Combination Safe

  • 3 Replies
Combination Safe
« on: August 10, 2019, 07:03:19 PM »
I mess up and had to break into my safe. I left the cover off the battery area when I changed the code (you have to remove the cover to press the red button). The batteries fell out and I couldn't find the keys. I tried a few YouTube videos that suggested ways to open a safe without the key/combination, but they didn't work. I eventually decided a screwdriver to pry it open would be faster.

So, now I need something new (and I will make sure I don't lose the keys). Any suggestions? Something that doesn't require removing the battery cover to change the code. My last safe was a First Alert 1036885 Digital Safe 0.23 Cubic Ft

Re: Combination Safe
« Reply #1 on: August 12, 2019, 08:39:50 PM »
I drilled a hole in the battery cover for that very reason

Re: Combination Safe
« Reply #2 on: August 14, 2019, 03:02:22 AM »
I was thinking of using tape to keep the batteries in place if the cover isn't replaced properly.

Ultimately, it was my fault. I have two master keys to open the safe, but stored them both together, so if I couldn't find one, I couldn't find either key. I am thinking of designing a container to key one of the spare keys. (If I just put the key in a drawer, I will eventually use it.) I will either lock it with a combination lock where I don't know the combination and have to try all 1,000 or 10,000 combinations to open the lock or break the container open.

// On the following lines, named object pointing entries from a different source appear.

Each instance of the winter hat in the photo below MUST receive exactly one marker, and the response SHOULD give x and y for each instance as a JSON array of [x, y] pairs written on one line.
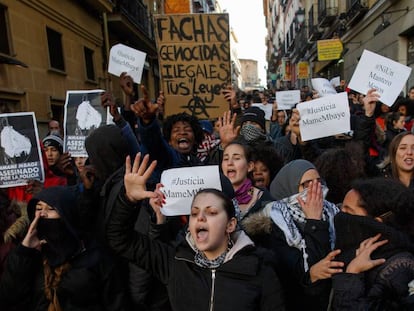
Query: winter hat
[[206, 126], [286, 182], [254, 114], [62, 199], [53, 140]]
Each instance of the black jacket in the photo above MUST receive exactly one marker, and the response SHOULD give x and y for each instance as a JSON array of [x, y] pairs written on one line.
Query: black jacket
[[244, 282]]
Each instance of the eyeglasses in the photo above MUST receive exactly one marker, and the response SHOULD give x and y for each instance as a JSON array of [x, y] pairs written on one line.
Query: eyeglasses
[[306, 183]]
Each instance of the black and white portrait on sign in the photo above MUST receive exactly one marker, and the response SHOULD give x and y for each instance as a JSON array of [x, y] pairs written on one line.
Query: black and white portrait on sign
[[83, 114], [20, 155]]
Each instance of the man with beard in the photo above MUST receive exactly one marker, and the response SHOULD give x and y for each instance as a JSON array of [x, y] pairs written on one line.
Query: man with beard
[[55, 267]]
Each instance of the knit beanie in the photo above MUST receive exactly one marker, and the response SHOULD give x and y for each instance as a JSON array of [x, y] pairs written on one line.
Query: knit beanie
[[254, 114], [53, 140]]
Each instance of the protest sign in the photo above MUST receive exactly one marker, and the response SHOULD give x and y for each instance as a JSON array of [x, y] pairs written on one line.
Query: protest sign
[[182, 184], [125, 59], [323, 86], [287, 99], [266, 108], [83, 113], [325, 116], [388, 77], [194, 58], [20, 155]]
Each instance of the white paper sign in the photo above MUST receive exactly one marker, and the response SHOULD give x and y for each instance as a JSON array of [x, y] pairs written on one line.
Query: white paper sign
[[125, 59], [182, 184], [287, 99], [266, 108], [381, 73], [325, 116], [335, 81], [323, 87]]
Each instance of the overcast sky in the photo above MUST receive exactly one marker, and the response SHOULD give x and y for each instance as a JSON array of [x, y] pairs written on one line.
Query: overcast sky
[[248, 23]]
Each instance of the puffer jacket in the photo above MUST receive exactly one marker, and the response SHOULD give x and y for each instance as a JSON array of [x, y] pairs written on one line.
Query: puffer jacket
[[243, 282]]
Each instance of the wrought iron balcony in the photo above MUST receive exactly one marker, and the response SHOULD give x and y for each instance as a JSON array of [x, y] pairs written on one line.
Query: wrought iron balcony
[[327, 12], [137, 14]]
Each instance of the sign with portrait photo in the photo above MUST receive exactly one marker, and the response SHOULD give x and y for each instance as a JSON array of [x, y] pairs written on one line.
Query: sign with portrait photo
[[20, 154], [83, 113]]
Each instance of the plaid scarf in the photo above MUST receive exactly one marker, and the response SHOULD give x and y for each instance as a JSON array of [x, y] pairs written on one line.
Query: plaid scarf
[[287, 212]]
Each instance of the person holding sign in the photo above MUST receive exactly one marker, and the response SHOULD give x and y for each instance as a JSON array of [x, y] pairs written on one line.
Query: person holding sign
[[215, 267], [301, 234], [56, 267]]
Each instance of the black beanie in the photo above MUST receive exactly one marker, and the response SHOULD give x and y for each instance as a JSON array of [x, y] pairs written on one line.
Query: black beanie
[[254, 114]]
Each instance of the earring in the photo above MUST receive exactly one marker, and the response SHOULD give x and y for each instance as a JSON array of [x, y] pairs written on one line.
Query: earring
[[229, 241]]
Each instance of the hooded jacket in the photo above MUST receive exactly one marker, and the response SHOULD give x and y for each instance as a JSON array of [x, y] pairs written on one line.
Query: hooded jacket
[[242, 282], [90, 283]]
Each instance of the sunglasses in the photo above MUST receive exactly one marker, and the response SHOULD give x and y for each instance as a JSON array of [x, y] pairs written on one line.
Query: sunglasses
[[306, 183]]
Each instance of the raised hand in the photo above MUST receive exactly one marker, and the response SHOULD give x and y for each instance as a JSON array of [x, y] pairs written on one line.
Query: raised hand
[[135, 178], [326, 267], [370, 101], [363, 262], [227, 130], [144, 108], [230, 95], [127, 84], [107, 100], [313, 206]]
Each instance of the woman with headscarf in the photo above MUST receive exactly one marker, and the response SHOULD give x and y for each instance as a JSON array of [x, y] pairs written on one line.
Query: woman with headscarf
[[301, 234]]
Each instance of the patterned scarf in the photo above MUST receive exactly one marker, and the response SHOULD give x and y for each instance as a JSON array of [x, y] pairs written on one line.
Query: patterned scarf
[[202, 261], [52, 281], [243, 194], [287, 212]]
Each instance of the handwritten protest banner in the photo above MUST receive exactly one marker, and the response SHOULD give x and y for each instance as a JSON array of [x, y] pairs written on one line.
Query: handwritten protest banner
[[194, 58], [325, 116], [181, 184], [287, 99], [122, 58], [381, 73], [20, 155], [83, 113], [323, 86]]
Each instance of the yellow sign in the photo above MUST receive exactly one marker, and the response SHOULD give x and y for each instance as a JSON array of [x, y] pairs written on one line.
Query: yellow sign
[[329, 49], [303, 70]]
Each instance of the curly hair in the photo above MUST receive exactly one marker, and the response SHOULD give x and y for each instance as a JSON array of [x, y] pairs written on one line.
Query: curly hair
[[338, 168], [269, 156], [183, 117]]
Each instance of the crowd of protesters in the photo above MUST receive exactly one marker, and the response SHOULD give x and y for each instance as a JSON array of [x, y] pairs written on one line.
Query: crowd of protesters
[[325, 224]]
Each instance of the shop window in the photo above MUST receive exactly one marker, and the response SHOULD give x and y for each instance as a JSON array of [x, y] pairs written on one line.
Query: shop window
[[4, 32], [54, 42], [90, 69]]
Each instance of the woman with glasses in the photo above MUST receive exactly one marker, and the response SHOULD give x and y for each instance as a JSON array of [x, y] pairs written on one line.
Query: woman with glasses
[[301, 235]]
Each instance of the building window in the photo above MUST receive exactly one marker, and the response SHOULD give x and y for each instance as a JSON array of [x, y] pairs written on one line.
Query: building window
[[4, 33], [90, 70], [54, 43]]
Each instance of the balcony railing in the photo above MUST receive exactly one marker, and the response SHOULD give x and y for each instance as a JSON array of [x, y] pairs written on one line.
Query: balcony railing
[[137, 13]]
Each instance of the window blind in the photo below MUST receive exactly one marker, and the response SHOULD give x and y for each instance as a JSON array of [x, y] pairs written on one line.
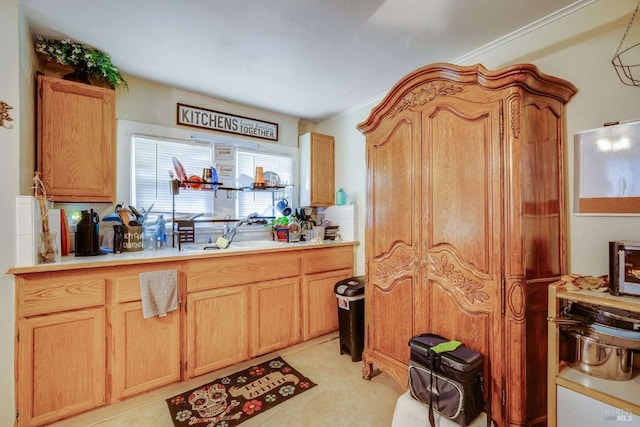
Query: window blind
[[262, 202], [153, 164]]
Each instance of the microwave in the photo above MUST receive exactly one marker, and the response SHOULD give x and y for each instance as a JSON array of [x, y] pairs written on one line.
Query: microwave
[[624, 268]]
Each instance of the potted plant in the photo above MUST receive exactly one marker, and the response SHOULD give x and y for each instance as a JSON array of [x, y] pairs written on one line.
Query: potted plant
[[280, 226], [86, 62]]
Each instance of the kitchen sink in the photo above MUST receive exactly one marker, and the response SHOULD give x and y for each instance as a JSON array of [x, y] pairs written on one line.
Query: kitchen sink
[[246, 244], [256, 244]]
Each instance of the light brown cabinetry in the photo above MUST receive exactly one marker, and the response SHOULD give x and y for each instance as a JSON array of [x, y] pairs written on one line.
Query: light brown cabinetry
[[234, 304], [143, 354], [61, 346], [82, 340], [317, 157], [217, 329], [76, 140], [275, 314], [476, 230], [322, 269]]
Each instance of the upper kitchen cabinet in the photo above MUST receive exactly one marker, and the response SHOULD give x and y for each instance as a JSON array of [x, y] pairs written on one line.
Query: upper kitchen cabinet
[[76, 140], [316, 169]]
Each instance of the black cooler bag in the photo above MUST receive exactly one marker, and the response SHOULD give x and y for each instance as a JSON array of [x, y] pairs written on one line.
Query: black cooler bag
[[451, 383]]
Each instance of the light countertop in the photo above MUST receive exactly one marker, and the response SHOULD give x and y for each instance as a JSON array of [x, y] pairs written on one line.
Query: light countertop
[[189, 251]]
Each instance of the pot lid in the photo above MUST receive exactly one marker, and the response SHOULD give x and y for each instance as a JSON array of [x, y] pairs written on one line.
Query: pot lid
[[607, 316]]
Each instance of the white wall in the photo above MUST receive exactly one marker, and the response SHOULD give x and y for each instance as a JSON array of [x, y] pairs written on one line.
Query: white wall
[[10, 84], [578, 48], [152, 103]]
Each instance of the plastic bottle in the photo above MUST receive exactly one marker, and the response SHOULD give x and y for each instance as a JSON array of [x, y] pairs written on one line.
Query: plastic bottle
[[341, 197], [161, 232]]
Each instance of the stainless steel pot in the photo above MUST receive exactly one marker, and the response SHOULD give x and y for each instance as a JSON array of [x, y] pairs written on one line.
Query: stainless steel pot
[[591, 356]]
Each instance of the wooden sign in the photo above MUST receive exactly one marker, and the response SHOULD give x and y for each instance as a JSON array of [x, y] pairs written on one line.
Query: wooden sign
[[189, 115]]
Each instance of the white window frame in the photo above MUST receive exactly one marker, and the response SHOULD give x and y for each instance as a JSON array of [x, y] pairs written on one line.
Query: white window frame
[[126, 129]]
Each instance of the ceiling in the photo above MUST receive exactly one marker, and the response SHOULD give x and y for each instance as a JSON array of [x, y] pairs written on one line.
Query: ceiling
[[311, 59]]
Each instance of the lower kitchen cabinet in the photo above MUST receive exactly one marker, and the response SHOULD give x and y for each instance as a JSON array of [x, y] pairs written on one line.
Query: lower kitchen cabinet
[[275, 313], [82, 340], [320, 303], [61, 360], [217, 329], [145, 353]]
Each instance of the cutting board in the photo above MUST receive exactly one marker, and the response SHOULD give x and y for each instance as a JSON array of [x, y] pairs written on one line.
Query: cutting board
[[65, 244]]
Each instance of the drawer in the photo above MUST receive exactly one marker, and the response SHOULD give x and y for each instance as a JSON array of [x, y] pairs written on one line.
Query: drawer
[[126, 282], [242, 269], [49, 293], [126, 288], [327, 259]]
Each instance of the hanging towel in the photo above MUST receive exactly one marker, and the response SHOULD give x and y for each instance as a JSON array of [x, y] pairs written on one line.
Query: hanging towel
[[159, 291]]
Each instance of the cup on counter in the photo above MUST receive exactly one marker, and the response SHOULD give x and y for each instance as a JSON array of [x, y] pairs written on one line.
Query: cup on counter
[[318, 231], [133, 238]]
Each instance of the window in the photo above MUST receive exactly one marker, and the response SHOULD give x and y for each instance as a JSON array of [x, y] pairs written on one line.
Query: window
[[152, 167], [263, 202], [153, 164]]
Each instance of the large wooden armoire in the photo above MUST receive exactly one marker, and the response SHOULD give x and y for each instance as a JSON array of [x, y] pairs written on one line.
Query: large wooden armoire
[[465, 223]]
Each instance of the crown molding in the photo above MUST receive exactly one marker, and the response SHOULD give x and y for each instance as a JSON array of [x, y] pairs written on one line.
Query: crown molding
[[536, 25]]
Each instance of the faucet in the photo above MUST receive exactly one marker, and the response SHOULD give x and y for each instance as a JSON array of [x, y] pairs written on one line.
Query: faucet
[[230, 231]]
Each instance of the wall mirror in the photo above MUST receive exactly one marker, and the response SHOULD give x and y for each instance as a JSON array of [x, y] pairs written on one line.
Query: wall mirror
[[607, 170]]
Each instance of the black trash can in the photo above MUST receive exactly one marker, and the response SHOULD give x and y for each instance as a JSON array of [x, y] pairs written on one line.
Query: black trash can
[[350, 295]]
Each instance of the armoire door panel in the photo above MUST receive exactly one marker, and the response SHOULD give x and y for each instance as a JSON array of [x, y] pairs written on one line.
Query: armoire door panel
[[392, 308], [541, 177], [463, 143], [392, 188], [490, 226]]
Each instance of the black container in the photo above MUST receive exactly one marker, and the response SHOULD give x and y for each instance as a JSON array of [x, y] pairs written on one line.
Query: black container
[[88, 234], [118, 238], [350, 295]]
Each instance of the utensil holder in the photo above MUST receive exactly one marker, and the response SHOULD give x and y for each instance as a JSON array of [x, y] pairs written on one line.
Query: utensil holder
[[133, 238]]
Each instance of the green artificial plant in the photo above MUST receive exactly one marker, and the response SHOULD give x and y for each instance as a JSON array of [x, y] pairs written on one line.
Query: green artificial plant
[[94, 62]]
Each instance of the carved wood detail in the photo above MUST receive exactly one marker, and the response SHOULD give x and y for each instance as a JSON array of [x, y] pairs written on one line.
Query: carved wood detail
[[426, 94], [516, 119], [516, 301], [470, 288], [392, 267]]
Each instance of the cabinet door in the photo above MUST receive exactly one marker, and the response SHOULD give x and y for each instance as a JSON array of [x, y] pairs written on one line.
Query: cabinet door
[[217, 329], [463, 228], [62, 365], [317, 157], [393, 252], [320, 305], [76, 140], [275, 315], [146, 352]]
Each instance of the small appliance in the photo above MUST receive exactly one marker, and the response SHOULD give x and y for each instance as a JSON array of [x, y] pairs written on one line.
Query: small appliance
[[624, 268], [88, 234]]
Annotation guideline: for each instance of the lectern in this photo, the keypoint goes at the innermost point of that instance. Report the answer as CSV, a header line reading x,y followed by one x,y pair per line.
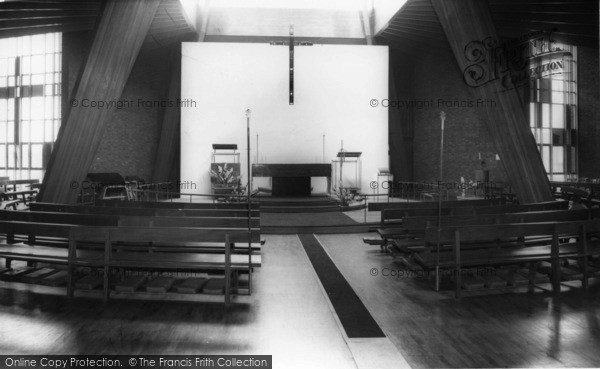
x,y
348,171
224,169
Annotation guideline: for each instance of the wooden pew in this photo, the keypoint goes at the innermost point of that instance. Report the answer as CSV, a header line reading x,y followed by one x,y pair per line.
x,y
71,219
142,258
133,211
177,205
17,182
502,244
378,206
414,227
155,248
24,196
392,219
395,216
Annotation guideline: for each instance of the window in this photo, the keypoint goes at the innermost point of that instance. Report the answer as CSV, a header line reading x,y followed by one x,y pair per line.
x,y
553,113
30,103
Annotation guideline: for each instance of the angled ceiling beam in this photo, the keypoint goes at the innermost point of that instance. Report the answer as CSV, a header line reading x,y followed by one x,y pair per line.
x,y
465,21
119,37
169,146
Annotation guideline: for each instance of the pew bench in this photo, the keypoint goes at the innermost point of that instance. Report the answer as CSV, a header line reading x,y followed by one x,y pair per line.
x,y
161,248
392,225
133,211
485,249
414,227
140,237
25,196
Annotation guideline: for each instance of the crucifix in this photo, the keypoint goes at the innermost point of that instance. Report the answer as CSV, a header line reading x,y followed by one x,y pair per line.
x,y
291,43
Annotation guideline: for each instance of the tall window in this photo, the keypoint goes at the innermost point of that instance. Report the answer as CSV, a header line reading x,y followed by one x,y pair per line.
x,y
553,112
30,88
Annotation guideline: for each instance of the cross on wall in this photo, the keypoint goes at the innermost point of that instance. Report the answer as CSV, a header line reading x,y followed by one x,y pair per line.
x,y
291,43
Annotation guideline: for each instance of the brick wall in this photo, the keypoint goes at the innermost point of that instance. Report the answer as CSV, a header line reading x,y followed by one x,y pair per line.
x,y
437,83
588,112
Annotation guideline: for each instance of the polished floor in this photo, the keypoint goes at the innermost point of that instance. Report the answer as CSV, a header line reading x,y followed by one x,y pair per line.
x,y
289,317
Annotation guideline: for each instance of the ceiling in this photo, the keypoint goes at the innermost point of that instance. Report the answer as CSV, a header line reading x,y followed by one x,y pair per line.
x,y
27,17
416,28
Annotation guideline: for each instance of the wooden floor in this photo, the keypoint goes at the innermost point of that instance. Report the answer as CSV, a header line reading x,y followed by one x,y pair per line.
x,y
290,318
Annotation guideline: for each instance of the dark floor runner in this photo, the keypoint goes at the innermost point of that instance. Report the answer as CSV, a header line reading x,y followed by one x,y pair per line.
x,y
354,316
305,219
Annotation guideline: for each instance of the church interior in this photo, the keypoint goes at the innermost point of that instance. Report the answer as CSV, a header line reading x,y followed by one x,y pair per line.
x,y
300,184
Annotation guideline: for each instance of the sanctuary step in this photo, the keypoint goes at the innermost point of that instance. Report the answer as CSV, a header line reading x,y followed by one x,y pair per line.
x,y
309,204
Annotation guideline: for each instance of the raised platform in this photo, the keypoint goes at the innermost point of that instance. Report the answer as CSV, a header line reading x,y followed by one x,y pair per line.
x,y
309,204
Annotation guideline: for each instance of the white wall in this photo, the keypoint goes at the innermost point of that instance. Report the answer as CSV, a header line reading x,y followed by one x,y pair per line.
x,y
333,88
385,11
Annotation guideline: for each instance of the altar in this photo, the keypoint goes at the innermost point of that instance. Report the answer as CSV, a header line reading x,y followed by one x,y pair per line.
x,y
292,179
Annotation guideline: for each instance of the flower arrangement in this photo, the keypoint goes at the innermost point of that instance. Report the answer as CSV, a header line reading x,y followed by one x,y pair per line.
x,y
224,176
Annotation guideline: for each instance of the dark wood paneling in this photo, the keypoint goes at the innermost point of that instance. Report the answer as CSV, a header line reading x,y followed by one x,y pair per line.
x,y
465,21
291,170
121,32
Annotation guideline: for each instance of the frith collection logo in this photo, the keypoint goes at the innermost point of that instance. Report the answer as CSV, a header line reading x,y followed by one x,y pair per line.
x,y
514,63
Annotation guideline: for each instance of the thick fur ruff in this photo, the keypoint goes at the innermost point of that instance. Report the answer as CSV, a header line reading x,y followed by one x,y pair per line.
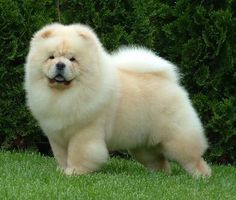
x,y
130,99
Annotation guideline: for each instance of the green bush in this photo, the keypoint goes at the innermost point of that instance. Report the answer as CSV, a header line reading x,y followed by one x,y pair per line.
x,y
199,36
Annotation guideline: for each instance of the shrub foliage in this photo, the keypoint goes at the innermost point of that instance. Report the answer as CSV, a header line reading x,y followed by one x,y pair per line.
x,y
199,36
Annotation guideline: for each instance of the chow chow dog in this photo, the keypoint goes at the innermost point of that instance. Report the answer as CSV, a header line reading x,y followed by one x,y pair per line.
x,y
88,101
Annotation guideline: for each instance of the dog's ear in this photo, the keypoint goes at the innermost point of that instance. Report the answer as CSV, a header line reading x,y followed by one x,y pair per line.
x,y
46,31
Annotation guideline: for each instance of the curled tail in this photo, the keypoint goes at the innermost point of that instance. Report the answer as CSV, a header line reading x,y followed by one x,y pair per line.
x,y
142,60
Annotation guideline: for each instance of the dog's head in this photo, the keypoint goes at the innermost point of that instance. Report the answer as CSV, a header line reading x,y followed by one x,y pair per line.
x,y
61,55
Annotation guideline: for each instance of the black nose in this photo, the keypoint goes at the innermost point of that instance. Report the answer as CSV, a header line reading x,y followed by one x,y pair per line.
x,y
60,66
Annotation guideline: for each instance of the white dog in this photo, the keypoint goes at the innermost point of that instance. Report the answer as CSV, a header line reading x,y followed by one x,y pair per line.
x,y
88,102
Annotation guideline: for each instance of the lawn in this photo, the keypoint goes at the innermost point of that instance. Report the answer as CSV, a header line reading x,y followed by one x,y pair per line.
x,y
31,176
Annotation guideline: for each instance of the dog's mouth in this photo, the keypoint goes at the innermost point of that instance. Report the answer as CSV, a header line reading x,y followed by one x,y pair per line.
x,y
59,79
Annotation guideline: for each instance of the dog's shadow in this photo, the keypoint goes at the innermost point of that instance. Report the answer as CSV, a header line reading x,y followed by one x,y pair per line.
x,y
119,166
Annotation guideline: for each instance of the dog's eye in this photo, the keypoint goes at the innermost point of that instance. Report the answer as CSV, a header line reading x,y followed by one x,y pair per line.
x,y
72,59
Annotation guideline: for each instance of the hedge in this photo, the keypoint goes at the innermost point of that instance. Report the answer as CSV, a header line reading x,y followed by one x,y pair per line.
x,y
199,36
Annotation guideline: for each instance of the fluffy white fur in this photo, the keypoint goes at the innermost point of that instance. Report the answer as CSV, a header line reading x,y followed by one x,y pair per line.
x,y
128,100
142,60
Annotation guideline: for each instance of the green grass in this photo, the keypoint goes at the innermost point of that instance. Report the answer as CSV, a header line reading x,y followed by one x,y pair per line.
x,y
31,176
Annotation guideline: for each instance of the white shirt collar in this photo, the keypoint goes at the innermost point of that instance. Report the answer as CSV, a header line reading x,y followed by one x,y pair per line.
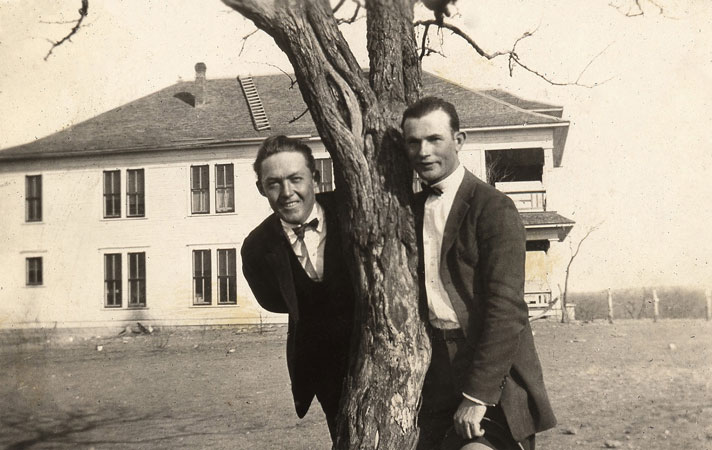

I saw a product called KeySure that is designed for those times when you need to give a neighbor a key that they would only use in an emergency. Once the container is closed, the only way to open is to break the container. If the neighbor returns the key still inside the KeySure container, you know they didn't use the key to go inside. I thought I might be able to use that concept and seal a key in laminated sheets. I would have to physically cut the key free which might reduce the temptation to use the key, but have it still available in an emergency

Re: Combination Safe
« Reply #3 on: August 17, 2019, 06:08:25 AM »
I built a little wooden box (easy, cheap, and cute), and put two latches, for 2 (colour-coded) 4-digit luggage locks = 8 digits.

Later, I might buy two more luggage locks of another colour (which I’ll match with the flag colour I’ll assign to a Chastikey lock) so that to open the box and get my key, I’d need the combinations from 2 8-digit Chastikey locks.  16 digits.  Very hard to remember.